Kortom, durf als ouder maar eens op te komen voor de rechten van je kind. Als je al überhaupt weet wat deze rechten zijn.
Wij waren niet de enige ouders die zorgen hadden over de digitalisering op school. Wij waren wel de enige ouders die echt actie ondernamen. De houding van veel ouders is al gauw van ‘ach ja, het is de toekomst, je kan het toch niet tegenhouden’. Maar nee, het is niet de toekomst, het is het heden! En ja, het valt wel tegen te houden, je moet er alleen wat aan doen!
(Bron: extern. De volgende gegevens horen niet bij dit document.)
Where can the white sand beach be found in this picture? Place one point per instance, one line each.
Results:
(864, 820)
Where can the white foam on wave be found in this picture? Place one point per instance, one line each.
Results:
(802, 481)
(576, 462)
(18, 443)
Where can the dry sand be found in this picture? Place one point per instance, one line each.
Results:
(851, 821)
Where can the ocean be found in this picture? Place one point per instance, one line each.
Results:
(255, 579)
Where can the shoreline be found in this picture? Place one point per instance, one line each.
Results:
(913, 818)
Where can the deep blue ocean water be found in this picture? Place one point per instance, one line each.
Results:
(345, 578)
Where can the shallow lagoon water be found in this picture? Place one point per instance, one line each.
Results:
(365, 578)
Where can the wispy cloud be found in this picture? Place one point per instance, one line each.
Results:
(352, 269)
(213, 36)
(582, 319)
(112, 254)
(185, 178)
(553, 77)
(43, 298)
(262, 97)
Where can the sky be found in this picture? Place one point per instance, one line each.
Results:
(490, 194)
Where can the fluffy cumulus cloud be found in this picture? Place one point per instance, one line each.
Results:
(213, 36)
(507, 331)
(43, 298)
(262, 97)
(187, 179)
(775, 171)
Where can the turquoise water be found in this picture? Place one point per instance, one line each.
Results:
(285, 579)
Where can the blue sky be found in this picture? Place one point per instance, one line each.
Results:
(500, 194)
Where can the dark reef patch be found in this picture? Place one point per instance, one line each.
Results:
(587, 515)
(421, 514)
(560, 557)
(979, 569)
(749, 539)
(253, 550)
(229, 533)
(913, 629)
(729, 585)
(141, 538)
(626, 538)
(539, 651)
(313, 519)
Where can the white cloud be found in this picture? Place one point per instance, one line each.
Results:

En dat is wat ik nu doe, samen met Privacy First. Ik wil andere ouders inspireren om op te komen voor de rechten van hun kinderen en hen wegwijs maken in de rechten die zij hebben. Het recht op privacy, het recht om ongezien fouten te maken in je jeugd, het recht op gezond onderwijs, het recht om niet verslaafd te raken aan apparatuur, het recht om jezelf te kunnen zijn en te kunnen blijven in alle vrijheid, zonder dat je van jongs af aan al geprofileerd wordt!